Augusta fue a la choza en busca de su sombrero y del paquete de soberanos de oro que el señor Meeson le había regalado. Después entró en el bote del «Kangaroo», en el que ella con sus compañeros habían escapado a la catástrofe y fue conducida por dos marineros al «Harpoon». Al acercarse al buque vio a los demás tripulantes y una señora que la felicitaban cordialmente. Un momento después Augusta se encontró a bordo del ballenero, el cual, a pesar de su abominable perfume de aceite, le pareció ser el mejor buque que había visto en toda su vida.
La esposa del capitán la abrazó afectuosamente: era una mujer de treinta años, de aspecto agradable e hija de un labrador de Suffolk que emigró a los Estados Unidos.
Augusta tuvo entonces que repetir la historia del naufragio, y cuando concluyó, la señora Thomas la llevó al camarote único del ballenero, que ocupaban ella y su esposo y que de allí en adelante iban a ocupar solamente las dos, junto con el niño.
Aquí por primera vez, en una semana, pudo Augusta bañarse y vestirse como se debe. ¡Qué lujo! ¡Nadie aprecia los placeres del aseo sino después de haberse visto privado de ellos; nadie tampoco tiene la menor idea de la diferencia que causa en nuestra vida la falta o posesión de un artículo tan común como el peine, si estamos acostumbrados a usarlo! Por esto Augusta, mientras peinaba su rica cabellera, se sentía dichosa.
No había terminado aún, cuando la señora Thomas dijo al entrar, admirada:
—¡Oh!

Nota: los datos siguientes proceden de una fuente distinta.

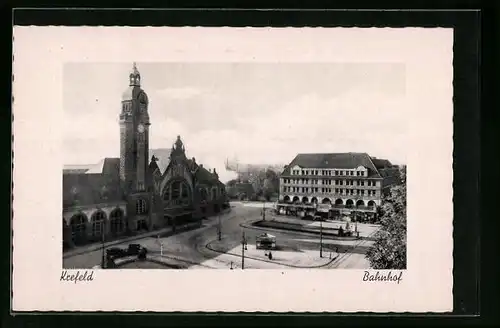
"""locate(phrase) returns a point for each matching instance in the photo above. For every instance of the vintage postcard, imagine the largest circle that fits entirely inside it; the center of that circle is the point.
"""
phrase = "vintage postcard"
(257, 167)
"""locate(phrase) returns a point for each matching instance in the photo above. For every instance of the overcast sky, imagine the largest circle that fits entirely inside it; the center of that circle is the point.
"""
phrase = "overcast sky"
(257, 113)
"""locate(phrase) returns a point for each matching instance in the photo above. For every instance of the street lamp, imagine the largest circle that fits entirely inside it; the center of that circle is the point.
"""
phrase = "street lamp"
(219, 229)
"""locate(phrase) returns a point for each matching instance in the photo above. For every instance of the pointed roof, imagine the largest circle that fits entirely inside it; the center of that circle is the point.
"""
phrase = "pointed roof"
(334, 161)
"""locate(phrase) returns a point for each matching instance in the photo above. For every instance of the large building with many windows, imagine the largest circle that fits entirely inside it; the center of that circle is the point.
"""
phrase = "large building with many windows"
(335, 184)
(127, 195)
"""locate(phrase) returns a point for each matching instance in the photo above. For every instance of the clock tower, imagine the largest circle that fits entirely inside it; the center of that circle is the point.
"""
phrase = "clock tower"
(134, 135)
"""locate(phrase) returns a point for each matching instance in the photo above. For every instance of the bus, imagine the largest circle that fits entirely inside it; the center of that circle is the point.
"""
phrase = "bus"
(266, 241)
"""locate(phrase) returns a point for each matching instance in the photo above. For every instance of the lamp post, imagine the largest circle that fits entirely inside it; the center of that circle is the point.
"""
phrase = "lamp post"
(320, 231)
(243, 248)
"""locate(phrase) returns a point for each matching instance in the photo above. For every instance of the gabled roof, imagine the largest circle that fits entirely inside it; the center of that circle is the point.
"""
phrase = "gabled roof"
(204, 176)
(334, 160)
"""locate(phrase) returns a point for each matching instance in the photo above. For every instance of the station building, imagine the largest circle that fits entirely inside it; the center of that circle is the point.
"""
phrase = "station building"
(335, 184)
(135, 193)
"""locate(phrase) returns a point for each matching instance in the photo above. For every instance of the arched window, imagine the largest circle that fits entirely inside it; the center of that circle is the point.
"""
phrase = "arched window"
(116, 220)
(140, 207)
(78, 228)
(98, 223)
(203, 194)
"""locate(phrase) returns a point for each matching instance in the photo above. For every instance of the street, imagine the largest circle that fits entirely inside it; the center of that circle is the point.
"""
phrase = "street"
(201, 249)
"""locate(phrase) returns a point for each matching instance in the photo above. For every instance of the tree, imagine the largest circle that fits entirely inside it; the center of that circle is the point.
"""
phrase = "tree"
(389, 250)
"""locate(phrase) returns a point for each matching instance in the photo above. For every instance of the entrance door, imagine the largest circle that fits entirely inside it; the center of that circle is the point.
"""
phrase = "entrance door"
(141, 225)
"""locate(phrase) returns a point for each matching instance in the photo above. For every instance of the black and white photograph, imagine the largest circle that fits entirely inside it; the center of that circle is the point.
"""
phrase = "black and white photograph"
(256, 167)
(190, 169)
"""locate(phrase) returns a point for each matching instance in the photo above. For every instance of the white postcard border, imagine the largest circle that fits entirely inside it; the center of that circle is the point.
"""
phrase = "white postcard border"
(39, 55)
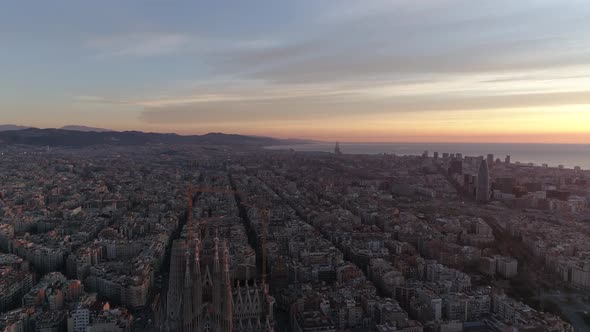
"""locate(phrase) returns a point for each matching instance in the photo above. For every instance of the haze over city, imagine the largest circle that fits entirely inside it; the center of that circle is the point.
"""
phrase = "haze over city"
(363, 71)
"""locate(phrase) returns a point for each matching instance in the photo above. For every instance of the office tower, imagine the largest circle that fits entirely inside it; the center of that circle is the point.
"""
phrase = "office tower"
(483, 183)
(456, 167)
(490, 159)
(337, 149)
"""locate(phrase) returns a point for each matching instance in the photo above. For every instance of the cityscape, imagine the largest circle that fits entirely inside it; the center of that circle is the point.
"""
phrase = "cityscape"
(226, 238)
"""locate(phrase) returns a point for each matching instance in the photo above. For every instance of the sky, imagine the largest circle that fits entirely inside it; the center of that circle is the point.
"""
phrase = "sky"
(348, 70)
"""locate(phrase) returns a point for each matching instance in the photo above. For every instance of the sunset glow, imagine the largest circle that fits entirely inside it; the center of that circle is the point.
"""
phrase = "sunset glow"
(380, 71)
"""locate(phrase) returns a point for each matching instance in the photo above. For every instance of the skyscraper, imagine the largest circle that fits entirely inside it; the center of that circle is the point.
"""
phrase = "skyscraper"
(483, 183)
(337, 149)
(490, 159)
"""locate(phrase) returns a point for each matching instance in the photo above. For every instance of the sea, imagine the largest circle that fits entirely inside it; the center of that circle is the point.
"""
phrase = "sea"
(569, 155)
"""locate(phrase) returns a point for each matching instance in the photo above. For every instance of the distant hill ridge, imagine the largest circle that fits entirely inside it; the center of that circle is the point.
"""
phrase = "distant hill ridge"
(81, 138)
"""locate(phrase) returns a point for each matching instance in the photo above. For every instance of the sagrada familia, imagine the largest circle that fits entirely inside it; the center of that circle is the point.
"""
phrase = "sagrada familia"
(202, 296)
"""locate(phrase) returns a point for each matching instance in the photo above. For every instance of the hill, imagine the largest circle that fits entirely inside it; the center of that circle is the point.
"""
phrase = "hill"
(75, 138)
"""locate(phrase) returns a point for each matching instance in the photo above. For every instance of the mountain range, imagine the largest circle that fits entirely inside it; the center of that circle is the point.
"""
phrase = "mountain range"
(86, 136)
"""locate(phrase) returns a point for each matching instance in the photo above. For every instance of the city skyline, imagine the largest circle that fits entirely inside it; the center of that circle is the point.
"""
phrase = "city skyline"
(379, 71)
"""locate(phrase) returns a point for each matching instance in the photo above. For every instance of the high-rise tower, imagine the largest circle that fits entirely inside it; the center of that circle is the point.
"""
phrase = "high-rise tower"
(483, 183)
(337, 149)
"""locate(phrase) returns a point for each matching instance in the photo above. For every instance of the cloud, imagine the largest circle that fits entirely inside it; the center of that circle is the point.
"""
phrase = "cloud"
(322, 107)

Esos garabatos en la espalda, ¿qué significan, amiga mía?
Augusta refirió lo del testamento y pensó que era una cosa muy acertada, pues así tenía un testigo de que el testamento había sido escrito antes de dejar las islas de Kerguelen y de que la operación había sido practicada recientemente como lo demostraba la inflamación de la espalda, cosa por demás necesaria, cuanto que el testamento no tenía fecha.
La señora Thomas oyó con la boca abierta la historia y no pudo menos que admirar el valor de Augusta y sentir que se hubiera dejado marcar de ese modo por toda la vida.
—Lo único que debería hacer ahora —dijo la señora Thomas refiriéndose a Eustaquio—, es casarse con usted, ya que usted ha dejado desfigurar su espalda por él.
—¡Qué disparate! —repuso Augusta, ruborizada de tal modo que las marcas de la espalda parecían líneas azules en un fondo lacre.
No había motivo para que una observación tan inocente la emocionara así; pero las mujeres no desean hablar de las posibilidades de su enlace con el hombre a quien aman.
Después de servirles un desayuno de sopa y café, que tanto Augusta como el niño encontraron delicioso, la señora Thomas no pudo resistir su curiosidad y fue a tierra a ver las dos chozas y los restos del señor Meeson. Con ella fueron también casi todos los tripulantes del buque, guiados por la misma curiosidad y para traer agua para el «Harpoon».
Tan pronto como se vio sola, Augusta entró en el camarote y se recostó en el catre, en donde al poco tiempo se quedó profundamente dormida.